On Sun, Oct 19 2008, Avi Kivity wrote:
> Jens Axboe wrote:
> 
>  
> 
> >> Sounds like a bug.  Shouldn't Linux disable the write cache unless the 
> >> user explicitly enables it, if NCQ is available?  NCQ should provide 
> >> acceptable throughput even without the write cache.
> >>     
> >
> > How can it be a bug? 
> 
> If it puts my data at risk, it's a bug.  I can understand it for IDE,
> but not for SATA with NCQ.

Then YOU turn it off. Other people would consider the lousy performance
to be the bigger problem. See policy :-)

> > Changing the cache policy of a drive would be a
> > policy decision in the kernel, 
> 
> If you don't want this in the kernel, then the system as a whole should
> default to being safe.  Though in this case I think it is worthwhile to
> do this in the kernel.

Doesn't matter how you turn this, it's still a policy decision. Leave it
to the user. It's not exactly a new turn of events, commodity drives
have shipped with write caching on forever. What if the drive has a
battery backing? What if the user has an UPS?
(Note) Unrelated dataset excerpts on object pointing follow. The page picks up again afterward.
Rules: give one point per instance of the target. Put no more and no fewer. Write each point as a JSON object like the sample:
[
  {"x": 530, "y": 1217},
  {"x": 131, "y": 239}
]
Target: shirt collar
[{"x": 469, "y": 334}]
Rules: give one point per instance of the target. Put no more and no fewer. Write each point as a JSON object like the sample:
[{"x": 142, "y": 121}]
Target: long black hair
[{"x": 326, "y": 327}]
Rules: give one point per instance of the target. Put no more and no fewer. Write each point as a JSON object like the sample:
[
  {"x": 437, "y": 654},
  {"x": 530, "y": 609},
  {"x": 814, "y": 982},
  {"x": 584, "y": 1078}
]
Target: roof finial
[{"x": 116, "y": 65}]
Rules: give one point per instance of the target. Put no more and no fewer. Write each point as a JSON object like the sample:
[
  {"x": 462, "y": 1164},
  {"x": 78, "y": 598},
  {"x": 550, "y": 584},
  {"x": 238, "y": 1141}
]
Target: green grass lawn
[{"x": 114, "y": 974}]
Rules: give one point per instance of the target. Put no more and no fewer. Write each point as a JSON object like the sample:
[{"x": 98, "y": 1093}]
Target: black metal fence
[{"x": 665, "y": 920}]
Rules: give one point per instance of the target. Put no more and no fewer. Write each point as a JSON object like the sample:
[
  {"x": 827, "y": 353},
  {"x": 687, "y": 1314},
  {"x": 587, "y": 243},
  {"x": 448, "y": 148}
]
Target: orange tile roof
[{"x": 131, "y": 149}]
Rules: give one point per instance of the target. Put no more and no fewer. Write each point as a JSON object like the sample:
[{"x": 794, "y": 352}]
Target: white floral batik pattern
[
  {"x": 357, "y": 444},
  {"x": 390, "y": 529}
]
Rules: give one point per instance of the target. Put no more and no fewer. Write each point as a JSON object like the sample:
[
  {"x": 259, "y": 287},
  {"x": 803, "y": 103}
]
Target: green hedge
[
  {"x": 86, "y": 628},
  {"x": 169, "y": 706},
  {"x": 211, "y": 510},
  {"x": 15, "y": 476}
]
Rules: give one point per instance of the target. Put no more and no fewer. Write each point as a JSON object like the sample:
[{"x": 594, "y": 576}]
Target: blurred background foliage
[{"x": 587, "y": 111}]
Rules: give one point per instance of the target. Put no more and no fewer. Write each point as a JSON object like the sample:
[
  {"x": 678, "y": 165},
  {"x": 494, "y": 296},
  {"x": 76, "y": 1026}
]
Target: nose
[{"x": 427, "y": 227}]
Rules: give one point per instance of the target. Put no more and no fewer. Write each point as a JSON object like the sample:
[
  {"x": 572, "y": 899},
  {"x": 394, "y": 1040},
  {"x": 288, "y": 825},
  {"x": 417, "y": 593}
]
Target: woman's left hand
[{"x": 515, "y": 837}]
> > that is never the right thing to do.
> > There's no such thing as 'acceptable throughput',
> 
> I meant that performance is not completely destroyed.  How can you even

How do you know it's not destroyed? Depending on your workload, it may
very well be dropping your throughput by orders of magnitude.

> compare data safety to some percent of performance?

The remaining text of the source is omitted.